Ever since I fell in love with the site Becoming Minimalist shortly before the end of 2014, I’d vowed to seriously re-evaluated the term “sentimental” as it affected our belongings and now I’m realizing, my life and everything in it.
I’ve always been pretty good about sticking to a budget and keeping a house orderly and tidy. Mom loved throwing stuff out (though her music books and piano sheets wasn’t organized so well), and so, decluttering always came easily to me.
In 2014, the Vietnam Veterans picked up our stuff five times. In 2013, it was twice that much. (I don’t get it… the more I throw, the more stuff there is?) As a second time mom now to a tot, it’s easy to get distracted by all the additional stuff. But my goal of 2015, is to really transition to a minimalist life.
And because we are planning to move to a bigger place come June, I do NOT want to bring any more stuff with me. I actually though I had the situation under control. Until I realized there was much more than meets the eye. So here’s what I’ve actually been doing to transition with ease and grace to an even more minimalist lifestyle:
1. The well-known advice to start small helps. Then, I attack each pile and really feel each item in my hand. After a few seconds, I connect with my heart space, and I know instantly, if that item is meant to stay or go. I used to be very indecisive about this, but now I am ruthless. Areas and items I once breezed over, I am now steathily looking over with a fine toothed comb. This same principle can be applied to writing. You don’t attack an entire project. You write one sentence, paragraph or scene at a time.

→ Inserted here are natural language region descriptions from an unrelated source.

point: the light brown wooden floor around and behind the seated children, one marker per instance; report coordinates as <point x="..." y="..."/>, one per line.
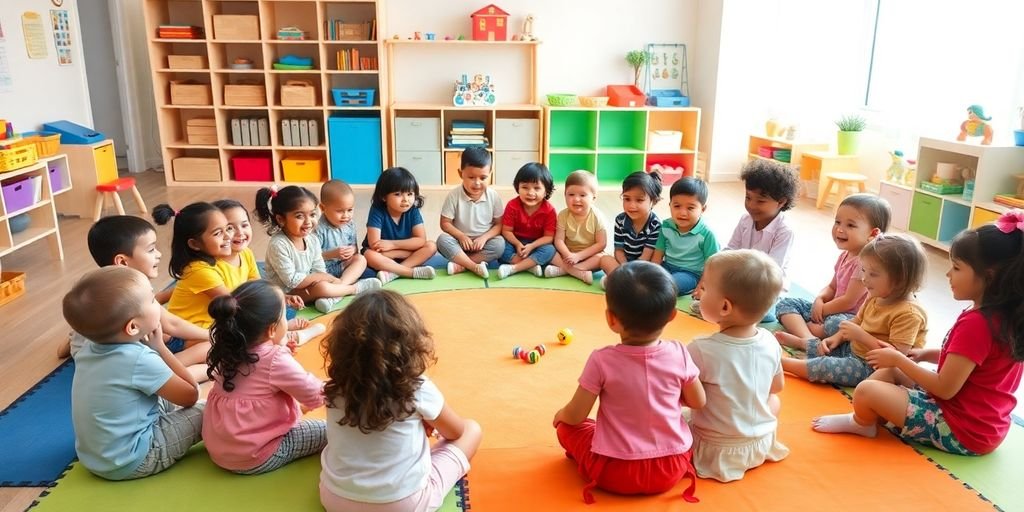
<point x="32" y="327"/>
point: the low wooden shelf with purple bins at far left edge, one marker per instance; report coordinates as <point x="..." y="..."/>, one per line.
<point x="50" y="173"/>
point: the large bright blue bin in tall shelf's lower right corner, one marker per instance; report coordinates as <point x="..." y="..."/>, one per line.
<point x="356" y="149"/>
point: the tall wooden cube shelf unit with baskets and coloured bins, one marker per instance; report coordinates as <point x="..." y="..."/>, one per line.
<point x="259" y="42"/>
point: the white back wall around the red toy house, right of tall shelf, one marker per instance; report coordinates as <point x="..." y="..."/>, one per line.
<point x="584" y="45"/>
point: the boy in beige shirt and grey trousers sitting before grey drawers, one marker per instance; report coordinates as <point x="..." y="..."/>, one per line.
<point x="472" y="219"/>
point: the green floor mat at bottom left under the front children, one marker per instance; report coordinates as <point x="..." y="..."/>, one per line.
<point x="196" y="484"/>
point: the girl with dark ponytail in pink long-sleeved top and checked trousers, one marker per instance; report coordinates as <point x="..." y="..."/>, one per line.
<point x="253" y="422"/>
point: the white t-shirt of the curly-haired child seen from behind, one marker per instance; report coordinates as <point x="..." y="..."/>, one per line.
<point x="386" y="466"/>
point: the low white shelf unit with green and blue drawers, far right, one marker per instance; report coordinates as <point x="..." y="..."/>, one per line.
<point x="936" y="219"/>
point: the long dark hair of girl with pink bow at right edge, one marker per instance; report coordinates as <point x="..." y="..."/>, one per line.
<point x="996" y="252"/>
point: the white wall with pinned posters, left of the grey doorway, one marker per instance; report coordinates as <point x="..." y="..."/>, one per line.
<point x="44" y="92"/>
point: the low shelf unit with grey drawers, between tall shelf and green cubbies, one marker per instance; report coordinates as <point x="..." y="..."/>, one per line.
<point x="514" y="134"/>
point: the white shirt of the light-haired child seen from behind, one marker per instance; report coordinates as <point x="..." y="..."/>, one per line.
<point x="737" y="374"/>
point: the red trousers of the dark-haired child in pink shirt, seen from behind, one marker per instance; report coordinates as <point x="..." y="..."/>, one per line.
<point x="645" y="477"/>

2. I declutter all the time. I don’t wait for the perfect moment. Weekends obviously are good “project” times, but even with 15 minutes, I can “attack” a shelf, a drawer, part of a medicine cabinet. It’s amazing how much clutter can accumulate in the places you usually take for granted. You’ll be amazed how much energy you’ll have to attack the next drawer! Serious writers don’t have time to wait to write. They also know that if something’s getting in their way, they have to re-examine what it is they’re doing, to regain focus.

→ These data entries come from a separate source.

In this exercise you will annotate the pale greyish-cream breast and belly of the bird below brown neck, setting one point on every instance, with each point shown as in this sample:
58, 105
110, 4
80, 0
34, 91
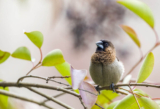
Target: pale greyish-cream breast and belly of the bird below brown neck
104, 74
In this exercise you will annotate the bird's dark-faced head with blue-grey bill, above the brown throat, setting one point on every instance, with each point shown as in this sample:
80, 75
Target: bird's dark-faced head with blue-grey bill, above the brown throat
104, 46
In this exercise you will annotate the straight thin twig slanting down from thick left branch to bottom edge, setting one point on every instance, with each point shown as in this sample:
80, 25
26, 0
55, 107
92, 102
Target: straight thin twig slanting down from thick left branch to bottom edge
49, 98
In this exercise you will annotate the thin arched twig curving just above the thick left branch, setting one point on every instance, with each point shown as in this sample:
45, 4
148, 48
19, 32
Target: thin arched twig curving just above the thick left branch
31, 76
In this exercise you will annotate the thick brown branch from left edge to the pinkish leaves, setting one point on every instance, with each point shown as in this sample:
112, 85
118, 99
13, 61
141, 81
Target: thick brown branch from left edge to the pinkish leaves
14, 84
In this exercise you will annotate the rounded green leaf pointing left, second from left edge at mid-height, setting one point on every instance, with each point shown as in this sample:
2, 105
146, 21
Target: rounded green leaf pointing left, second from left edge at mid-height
22, 53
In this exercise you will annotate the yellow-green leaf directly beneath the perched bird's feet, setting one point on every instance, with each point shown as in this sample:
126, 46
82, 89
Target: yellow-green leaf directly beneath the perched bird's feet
105, 98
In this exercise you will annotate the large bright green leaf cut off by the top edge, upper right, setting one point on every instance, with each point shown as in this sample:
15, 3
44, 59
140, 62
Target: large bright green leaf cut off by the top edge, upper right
139, 8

3. I enlist the help of my son. Today for example, I challenged my son to find 10 things he didn’t need, want or wear anymore. This took him approximately 10 minutes to do. If my 10 year can find 10 things in 10 minutes, then I challenge you to do the same. This is also a teachable moment for him. He’s learning the importance of getting by more with less. he’s learning that happiness does not lie in accumulating “stuff.” Similarly, writers need to also know when they are ‘enough” without also looking for external validation. Here’s a post that reinforces this important message.
4. I connect to my feelings. How would it feel to finally open that kitchen drawer and not see any clutter? Similarly, how would you feel as a writer to get clear on that project? How would you feel if you would write that difficult scene with care without rushing to get your story published?
What started with just a few bags for the Vietnam Veterans is now almost half a hallway! Today I threw out more stuff than I could image and all because I didn’t get too attached to any sentiments! And the funny thing is… I don’t feel any sentiments about any of the stuff out there!
Declutter is a writing tip. Here’s my answer in the form of a “tweet:
As a writer, we tend to hold unto things. We don’t want to learn new skills or attack that nasty revision.
Writers need space and room to grow. Make space for the new applies to writers. Writers are at their best when they still connect to their “creative genius.” I thrive when creativity flows through me. I need to feel lighter all the time. When I feel stuck, I feel I’m clinging unto something. That’s when I take a step back, and re-examine the clutter. It works almost every time.
I always let the magic of decluttering happen by resting 12 hours after a major decluttering session. There’s room for miracles!